While this is a somewhat of a construction project, I’m calling it woodworking since all the materials were derived using woodworking steps. There are several commercial jigs now for doing this on a table saw, but It is really fairly simple to build the jig or simply use secured straight edges. *I would note that while I can’t prove it, I figured this process would be murder on a high quality blade, so I used a simple $10 blade. I might not be needed, but I’m thinking it would dull the blade very fast in a manner not consistent with it’s design.
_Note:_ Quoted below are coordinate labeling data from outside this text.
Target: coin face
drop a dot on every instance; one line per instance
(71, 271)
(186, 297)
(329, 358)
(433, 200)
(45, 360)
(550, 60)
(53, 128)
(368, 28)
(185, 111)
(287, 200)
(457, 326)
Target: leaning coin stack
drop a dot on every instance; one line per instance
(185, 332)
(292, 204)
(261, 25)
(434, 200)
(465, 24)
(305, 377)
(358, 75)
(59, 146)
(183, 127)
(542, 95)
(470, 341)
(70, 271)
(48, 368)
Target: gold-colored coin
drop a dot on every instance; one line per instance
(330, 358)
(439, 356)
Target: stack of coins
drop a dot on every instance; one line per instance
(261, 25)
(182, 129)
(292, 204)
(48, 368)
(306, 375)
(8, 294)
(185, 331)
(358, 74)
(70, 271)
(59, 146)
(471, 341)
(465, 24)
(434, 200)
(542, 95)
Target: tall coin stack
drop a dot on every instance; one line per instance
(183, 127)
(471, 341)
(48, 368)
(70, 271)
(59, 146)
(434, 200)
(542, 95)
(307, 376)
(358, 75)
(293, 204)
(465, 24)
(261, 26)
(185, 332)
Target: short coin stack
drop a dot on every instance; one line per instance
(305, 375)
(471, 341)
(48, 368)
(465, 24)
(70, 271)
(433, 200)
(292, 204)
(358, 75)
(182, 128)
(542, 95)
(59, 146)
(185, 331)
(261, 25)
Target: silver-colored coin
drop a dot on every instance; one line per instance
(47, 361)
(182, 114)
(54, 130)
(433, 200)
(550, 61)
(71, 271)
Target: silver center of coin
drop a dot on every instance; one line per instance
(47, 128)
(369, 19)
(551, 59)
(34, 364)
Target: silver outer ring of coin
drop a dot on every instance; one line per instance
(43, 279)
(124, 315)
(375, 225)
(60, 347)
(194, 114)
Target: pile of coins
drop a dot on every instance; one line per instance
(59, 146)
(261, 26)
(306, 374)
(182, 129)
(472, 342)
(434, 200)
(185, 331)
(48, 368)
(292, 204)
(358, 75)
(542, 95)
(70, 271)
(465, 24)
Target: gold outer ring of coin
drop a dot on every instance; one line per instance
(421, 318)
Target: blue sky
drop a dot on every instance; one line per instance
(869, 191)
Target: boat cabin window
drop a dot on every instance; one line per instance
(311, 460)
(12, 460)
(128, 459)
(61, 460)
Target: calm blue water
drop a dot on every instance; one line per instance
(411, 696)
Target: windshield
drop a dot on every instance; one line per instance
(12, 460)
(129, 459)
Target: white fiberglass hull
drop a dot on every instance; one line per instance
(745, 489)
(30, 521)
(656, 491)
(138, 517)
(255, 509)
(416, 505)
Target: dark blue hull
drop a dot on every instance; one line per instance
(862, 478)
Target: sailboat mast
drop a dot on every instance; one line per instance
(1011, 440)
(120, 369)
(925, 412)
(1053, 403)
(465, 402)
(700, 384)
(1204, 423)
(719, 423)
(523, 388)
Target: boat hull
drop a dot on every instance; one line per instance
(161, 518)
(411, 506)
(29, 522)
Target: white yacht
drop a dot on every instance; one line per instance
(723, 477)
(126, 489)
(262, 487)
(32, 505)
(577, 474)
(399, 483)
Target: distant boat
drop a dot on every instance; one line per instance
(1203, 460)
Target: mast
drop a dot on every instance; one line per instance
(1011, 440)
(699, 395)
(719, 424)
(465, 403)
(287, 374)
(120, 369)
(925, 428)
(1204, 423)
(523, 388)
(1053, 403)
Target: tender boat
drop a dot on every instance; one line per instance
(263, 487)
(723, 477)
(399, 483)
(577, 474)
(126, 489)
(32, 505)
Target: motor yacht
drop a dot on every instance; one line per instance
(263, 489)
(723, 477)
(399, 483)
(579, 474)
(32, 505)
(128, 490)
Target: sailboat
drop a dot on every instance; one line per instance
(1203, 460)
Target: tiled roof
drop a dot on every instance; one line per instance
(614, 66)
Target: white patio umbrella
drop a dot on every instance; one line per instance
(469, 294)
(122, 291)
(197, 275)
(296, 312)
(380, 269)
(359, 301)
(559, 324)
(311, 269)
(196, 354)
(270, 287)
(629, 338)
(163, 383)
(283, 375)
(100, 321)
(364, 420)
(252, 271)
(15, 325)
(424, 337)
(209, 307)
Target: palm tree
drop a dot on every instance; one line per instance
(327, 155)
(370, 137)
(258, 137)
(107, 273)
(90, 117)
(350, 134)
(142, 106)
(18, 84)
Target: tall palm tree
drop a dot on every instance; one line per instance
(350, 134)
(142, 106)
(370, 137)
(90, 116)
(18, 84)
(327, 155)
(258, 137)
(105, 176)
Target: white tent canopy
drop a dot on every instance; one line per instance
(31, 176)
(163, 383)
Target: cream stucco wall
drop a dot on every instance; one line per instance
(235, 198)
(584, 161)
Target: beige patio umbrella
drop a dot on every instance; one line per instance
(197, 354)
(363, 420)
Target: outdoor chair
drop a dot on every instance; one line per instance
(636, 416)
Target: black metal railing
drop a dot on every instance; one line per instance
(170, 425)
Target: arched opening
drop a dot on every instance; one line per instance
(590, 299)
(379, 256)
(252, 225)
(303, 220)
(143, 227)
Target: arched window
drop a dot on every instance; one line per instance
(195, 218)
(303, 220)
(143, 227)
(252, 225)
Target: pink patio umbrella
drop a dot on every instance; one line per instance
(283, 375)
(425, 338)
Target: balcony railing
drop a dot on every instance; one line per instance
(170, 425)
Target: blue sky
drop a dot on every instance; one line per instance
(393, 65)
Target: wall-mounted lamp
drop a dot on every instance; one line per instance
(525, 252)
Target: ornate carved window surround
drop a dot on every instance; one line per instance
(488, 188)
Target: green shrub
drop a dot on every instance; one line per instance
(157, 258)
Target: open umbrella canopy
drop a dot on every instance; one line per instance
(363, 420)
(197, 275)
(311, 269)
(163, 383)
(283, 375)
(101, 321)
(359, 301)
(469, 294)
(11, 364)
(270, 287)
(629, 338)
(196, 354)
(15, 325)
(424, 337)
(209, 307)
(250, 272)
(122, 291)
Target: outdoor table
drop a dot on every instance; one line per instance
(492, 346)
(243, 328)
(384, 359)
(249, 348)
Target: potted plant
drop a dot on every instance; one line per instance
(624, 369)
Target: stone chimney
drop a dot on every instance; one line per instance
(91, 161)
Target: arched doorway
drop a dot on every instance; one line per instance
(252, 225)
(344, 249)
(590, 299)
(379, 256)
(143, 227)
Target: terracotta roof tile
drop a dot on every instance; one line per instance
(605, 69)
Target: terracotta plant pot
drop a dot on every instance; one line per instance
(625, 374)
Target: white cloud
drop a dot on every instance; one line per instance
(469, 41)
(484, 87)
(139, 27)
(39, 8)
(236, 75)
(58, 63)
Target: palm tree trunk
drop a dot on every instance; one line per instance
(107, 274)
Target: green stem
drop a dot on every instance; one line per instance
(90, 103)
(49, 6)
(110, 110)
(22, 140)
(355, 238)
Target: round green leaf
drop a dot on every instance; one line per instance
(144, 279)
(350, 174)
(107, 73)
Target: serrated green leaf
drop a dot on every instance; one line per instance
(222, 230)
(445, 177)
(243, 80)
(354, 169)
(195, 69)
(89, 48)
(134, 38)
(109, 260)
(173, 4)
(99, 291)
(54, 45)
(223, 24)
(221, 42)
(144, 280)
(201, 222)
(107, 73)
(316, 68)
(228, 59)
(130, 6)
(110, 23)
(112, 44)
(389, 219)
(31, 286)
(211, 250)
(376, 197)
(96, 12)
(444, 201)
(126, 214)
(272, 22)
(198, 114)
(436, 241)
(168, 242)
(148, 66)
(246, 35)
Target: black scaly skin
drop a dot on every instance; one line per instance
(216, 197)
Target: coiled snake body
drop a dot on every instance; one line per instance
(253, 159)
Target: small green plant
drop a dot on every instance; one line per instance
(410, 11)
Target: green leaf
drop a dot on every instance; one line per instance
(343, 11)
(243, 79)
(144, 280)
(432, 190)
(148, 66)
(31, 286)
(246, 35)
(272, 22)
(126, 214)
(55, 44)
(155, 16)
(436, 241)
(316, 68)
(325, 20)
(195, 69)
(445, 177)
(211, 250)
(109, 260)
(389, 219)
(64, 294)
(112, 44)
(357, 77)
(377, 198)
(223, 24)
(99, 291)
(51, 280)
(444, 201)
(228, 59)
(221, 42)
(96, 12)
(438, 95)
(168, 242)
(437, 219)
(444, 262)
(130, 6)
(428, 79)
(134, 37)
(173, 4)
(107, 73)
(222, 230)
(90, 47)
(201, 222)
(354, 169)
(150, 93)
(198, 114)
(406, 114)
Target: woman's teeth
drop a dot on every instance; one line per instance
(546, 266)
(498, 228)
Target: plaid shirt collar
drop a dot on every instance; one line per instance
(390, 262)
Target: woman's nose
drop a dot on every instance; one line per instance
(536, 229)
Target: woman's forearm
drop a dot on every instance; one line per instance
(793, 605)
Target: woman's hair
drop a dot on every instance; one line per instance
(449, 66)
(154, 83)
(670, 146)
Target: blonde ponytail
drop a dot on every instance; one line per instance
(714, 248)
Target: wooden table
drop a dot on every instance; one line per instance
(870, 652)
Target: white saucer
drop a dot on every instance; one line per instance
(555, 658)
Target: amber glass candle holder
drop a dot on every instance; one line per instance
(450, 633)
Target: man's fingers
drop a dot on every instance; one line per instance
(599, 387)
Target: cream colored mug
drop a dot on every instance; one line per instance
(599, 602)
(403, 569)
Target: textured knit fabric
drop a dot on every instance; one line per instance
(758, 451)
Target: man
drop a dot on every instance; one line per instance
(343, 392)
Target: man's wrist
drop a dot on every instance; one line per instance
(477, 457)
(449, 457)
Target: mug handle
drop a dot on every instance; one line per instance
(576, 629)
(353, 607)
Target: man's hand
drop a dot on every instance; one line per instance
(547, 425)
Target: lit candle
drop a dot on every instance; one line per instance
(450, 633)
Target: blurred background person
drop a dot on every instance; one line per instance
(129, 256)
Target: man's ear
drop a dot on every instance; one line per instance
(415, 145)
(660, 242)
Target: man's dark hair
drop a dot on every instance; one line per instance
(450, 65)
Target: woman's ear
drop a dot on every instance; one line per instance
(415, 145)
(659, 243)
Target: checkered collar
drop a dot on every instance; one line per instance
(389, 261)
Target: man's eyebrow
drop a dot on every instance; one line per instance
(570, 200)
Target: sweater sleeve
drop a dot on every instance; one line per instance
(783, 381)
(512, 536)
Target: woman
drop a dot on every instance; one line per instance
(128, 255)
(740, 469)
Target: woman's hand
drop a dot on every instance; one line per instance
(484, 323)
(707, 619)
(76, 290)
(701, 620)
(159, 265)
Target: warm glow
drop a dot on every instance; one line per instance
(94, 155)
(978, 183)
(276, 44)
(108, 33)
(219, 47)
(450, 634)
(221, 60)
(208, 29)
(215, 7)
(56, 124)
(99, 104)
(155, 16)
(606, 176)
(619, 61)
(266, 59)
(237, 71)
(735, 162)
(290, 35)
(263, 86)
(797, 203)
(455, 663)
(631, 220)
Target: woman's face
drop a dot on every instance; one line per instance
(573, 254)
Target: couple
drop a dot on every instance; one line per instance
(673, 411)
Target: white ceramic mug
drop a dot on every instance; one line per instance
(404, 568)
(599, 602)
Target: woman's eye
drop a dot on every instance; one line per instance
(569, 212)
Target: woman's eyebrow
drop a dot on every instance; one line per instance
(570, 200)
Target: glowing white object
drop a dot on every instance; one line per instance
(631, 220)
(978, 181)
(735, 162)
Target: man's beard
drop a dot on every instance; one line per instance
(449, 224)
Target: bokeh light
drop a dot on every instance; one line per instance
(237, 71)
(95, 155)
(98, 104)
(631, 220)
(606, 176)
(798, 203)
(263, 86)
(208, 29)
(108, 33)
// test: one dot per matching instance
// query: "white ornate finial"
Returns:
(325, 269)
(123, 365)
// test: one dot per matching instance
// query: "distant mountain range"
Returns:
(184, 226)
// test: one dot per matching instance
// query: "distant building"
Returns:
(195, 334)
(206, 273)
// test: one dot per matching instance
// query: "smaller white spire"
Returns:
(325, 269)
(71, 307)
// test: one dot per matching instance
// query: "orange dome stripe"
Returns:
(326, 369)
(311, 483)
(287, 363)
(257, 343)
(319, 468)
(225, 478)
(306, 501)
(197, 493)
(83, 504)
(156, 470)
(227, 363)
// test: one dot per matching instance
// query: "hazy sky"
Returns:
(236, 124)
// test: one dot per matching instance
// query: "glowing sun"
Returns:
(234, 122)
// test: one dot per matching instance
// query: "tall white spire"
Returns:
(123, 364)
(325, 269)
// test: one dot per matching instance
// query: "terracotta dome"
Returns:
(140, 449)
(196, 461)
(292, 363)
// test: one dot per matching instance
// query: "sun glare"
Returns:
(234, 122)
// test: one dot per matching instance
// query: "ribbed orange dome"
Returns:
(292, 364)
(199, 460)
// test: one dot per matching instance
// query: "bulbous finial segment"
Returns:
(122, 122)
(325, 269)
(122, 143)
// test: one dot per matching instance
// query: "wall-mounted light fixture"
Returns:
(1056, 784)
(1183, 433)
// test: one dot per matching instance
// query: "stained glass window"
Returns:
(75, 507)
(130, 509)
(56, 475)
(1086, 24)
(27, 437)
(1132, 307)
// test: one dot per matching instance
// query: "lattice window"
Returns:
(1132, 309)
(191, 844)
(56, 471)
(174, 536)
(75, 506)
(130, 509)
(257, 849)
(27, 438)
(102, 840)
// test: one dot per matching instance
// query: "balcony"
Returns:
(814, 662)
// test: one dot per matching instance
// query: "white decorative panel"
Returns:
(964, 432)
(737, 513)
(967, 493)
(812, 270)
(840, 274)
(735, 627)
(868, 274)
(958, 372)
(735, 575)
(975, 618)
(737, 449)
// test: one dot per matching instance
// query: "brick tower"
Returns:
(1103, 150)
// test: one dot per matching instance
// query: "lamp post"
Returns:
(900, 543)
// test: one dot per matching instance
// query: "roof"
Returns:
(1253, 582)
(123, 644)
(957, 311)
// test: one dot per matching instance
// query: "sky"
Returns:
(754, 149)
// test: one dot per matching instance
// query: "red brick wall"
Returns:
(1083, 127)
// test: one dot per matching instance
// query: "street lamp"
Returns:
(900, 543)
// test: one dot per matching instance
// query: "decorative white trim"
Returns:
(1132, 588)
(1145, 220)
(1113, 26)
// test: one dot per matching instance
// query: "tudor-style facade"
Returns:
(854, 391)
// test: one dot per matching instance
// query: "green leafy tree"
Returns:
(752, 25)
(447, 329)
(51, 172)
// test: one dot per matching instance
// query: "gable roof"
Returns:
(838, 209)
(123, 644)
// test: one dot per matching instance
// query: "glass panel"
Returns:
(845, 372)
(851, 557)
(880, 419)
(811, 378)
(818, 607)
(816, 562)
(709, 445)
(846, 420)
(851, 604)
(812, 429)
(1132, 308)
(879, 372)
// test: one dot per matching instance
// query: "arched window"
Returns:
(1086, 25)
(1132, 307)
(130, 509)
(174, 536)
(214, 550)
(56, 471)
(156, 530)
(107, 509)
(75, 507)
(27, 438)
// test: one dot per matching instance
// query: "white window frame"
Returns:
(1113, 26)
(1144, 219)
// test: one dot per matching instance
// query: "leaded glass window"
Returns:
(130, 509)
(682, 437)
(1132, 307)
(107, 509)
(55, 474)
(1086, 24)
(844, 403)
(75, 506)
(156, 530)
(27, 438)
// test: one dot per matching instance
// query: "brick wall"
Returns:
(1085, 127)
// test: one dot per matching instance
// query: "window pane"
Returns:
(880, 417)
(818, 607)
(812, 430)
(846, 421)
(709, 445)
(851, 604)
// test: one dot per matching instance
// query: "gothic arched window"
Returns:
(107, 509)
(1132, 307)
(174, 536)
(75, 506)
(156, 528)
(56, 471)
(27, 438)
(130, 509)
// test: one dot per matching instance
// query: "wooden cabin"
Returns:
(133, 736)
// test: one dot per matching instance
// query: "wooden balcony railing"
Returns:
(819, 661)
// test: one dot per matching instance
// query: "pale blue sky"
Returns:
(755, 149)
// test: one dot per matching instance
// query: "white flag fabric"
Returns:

The first two pics show the installed end product. Pics 3 and 4 show the starting 2×4 studs and then the re-sawed pics of the studs. Pic 5 is a crude mock setup. Use longer straight edges with both sides clamped firmly. Just threw this together to get the general idea out there. The last pic is a terrible sander purchase that finally helped a bit. The contoured attachment worked very well to take out the blade ridges left.

Ok so the method isn’t too tough. The angle of the board being fed is determined by what the cove will look like. Since mine is symmetrical, a 90 degree feed was used (several calculators on the web if needed). Go little by little on the blade height. A stiffener wouldn’t hurt either. The edges have a couple of 45 degree rips that installs it flush to the wall and ceiling. The sanding was the downside. There is really no way to create the molding without having to sand a lot of saw marks. That took some time. Several coats of primer and a higher gloss paint were used after some extensive nail filling and caulking.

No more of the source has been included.